Demystifying Google's Common Crawlers: A Comprehensive Guide

Published On Mon Sep 16 2024
Demystifying Google's Common Crawlers: A Comprehensive Guide

Introduction to Google's Common Crawlers

Google's common crawlers are essential tools used to discover information for constructing Google's search indexes, executing specific product crawls, and conducting analysis. These crawlers adhere to the robots.txt rules when they crawl automatically. The general technical properties of Google's crawlers also pertain to the common crawlers.

IP Ranges and Hostnames

The common crawlers typically operate from the IP ranges specified in the googlebot.json object. Their hostnames' reverse DNS mask should match either crawl-***-***-***-***.googlebot.com or geo-crawl-***-***-***-***.geo.googlebot.com.
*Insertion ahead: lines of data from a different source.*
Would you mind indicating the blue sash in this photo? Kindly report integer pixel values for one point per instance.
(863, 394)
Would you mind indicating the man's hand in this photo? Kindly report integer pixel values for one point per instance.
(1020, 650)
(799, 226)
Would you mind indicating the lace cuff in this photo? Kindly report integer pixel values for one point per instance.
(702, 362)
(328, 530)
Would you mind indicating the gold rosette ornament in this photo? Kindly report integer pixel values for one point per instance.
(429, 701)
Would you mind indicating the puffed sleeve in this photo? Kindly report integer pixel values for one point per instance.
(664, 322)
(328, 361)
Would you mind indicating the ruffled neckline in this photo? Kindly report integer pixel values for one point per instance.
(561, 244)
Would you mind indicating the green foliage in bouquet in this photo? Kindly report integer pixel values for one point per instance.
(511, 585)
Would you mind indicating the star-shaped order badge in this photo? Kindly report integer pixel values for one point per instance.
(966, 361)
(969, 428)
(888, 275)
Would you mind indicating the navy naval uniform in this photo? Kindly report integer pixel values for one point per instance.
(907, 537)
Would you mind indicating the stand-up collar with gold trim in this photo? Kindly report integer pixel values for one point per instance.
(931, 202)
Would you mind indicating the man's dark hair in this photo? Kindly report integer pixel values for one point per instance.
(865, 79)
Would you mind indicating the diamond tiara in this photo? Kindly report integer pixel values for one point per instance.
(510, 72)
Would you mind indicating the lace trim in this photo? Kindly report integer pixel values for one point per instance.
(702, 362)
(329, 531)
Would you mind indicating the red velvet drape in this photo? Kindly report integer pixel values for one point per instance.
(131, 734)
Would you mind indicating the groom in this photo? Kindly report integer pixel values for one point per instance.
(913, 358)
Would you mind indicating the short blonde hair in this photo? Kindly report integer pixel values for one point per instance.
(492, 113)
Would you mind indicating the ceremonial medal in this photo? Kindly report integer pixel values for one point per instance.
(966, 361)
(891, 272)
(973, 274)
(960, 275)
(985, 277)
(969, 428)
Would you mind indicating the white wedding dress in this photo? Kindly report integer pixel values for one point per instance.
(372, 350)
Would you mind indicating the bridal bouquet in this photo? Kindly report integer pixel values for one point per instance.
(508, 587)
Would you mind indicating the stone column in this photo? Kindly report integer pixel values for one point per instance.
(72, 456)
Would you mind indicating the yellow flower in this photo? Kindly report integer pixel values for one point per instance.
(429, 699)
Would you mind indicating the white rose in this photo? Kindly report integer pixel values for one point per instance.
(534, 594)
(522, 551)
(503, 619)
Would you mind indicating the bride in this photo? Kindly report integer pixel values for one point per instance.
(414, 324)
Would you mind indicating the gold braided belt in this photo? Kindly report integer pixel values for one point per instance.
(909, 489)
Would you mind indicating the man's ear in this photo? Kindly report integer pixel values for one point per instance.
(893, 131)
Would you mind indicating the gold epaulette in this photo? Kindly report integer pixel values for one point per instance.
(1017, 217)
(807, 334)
User Agents and Crawl Preferences

The following list provides details on the common crawlers, including their user agent strings as seen in the HTTP requests, user agent tokens for the User-agent: line in robots.txt, and the products affected by crawl preferences for each crawler. It's important to note that some crawlers may have multiple user agent tokens, and matching any one token will enforce a rule. While the list is not exhaustive, it covers the requestors that are more likely to appear in log files and have generated inquiries.
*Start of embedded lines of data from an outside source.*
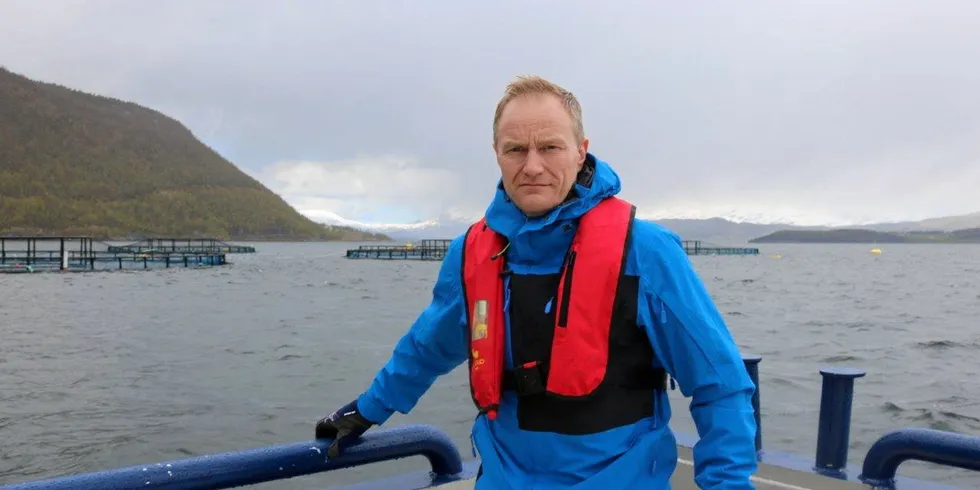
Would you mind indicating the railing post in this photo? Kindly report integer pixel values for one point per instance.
(752, 367)
(834, 430)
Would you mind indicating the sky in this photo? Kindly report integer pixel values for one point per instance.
(370, 111)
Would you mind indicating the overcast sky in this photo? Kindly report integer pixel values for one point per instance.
(820, 111)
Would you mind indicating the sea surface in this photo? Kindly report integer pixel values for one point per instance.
(104, 369)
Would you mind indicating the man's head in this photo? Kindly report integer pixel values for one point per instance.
(540, 143)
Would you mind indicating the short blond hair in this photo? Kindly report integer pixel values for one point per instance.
(535, 85)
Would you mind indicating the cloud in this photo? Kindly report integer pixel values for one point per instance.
(355, 188)
(830, 110)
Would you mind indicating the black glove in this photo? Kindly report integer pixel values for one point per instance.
(343, 426)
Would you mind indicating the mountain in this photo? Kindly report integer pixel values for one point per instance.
(859, 235)
(719, 231)
(73, 163)
(947, 223)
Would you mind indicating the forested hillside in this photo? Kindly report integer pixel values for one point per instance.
(72, 163)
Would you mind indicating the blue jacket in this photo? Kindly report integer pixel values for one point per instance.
(688, 335)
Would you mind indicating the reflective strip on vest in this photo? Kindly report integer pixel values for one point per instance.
(585, 300)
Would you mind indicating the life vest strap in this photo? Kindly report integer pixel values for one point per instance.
(531, 379)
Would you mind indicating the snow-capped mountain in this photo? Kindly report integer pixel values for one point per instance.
(731, 229)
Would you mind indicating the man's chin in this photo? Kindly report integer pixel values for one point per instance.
(535, 207)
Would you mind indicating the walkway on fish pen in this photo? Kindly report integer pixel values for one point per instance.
(81, 254)
(697, 247)
(189, 245)
(437, 249)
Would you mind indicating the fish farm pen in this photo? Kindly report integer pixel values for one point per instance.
(697, 247)
(191, 245)
(436, 250)
(79, 254)
(420, 250)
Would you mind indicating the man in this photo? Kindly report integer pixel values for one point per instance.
(593, 307)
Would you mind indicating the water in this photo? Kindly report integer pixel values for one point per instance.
(104, 369)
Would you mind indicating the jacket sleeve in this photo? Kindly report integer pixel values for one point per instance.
(435, 344)
(694, 345)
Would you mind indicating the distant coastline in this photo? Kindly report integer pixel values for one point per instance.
(971, 235)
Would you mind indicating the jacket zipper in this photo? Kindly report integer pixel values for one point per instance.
(566, 290)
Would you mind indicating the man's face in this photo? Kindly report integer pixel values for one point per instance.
(537, 151)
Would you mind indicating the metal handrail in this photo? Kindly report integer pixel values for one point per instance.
(932, 446)
(253, 466)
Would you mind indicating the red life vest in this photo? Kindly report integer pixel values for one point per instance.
(580, 349)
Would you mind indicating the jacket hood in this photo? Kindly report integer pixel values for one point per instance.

css - Bootstrap 5.3 floating labels acting weird in my Google ...

Chrome User Agent Strings

In the user agent strings within the table, if you encounter the term Chrome/W.X.Y.Z, where W.X.Y.Z is a placeholder denoting the Chrome browser version used by the user agent (e.g., 41.0.2272.96), this version number will evolve over time to align with the latest Chromium release utilized by Googlebot, as explained in this post.
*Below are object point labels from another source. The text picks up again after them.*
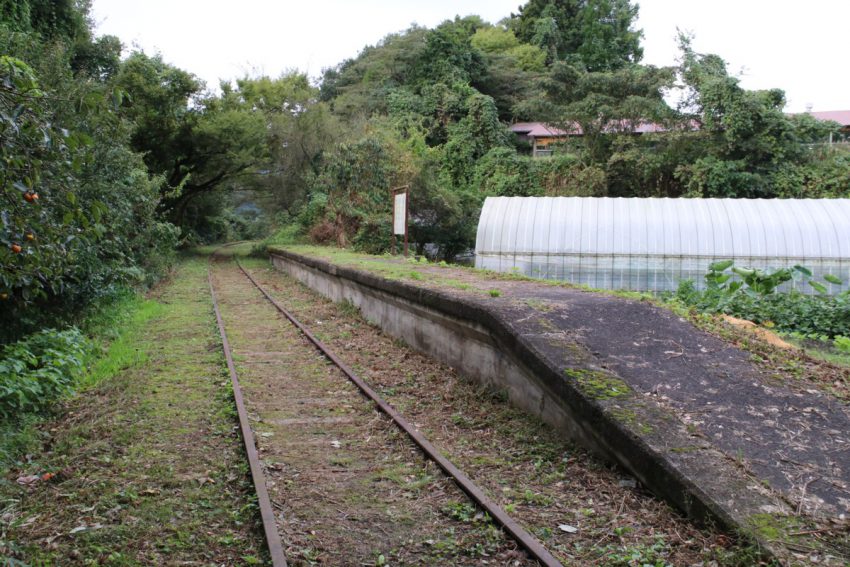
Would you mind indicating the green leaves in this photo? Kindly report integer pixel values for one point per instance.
(753, 296)
(37, 370)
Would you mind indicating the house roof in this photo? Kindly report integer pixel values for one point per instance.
(840, 116)
(536, 130)
(543, 130)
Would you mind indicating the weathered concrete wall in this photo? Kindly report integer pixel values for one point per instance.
(541, 372)
(460, 343)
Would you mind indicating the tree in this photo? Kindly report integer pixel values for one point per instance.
(744, 135)
(595, 34)
(596, 106)
(200, 144)
(78, 207)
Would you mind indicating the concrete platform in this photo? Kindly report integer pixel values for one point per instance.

web crawler - Is it possible to use Googlebot's user agent token ...

Note on User Agents

If you are scanning your logs or filtering your server for a user agent with this specific format, it is advisable to employ wildcards for the version number instead of specifying an exact version.

Additional Information

Unless stated otherwise, the content on this page is licensed under the Creative Commons Attribution 4.0 License, while the code samples are licensed under the Apache 2.0 License. For further information, please refer to the Google Developers Site Policies.

Java is a registered trademark of Oracle and/or its affiliates. Last updated on 2024-09-16 UTC.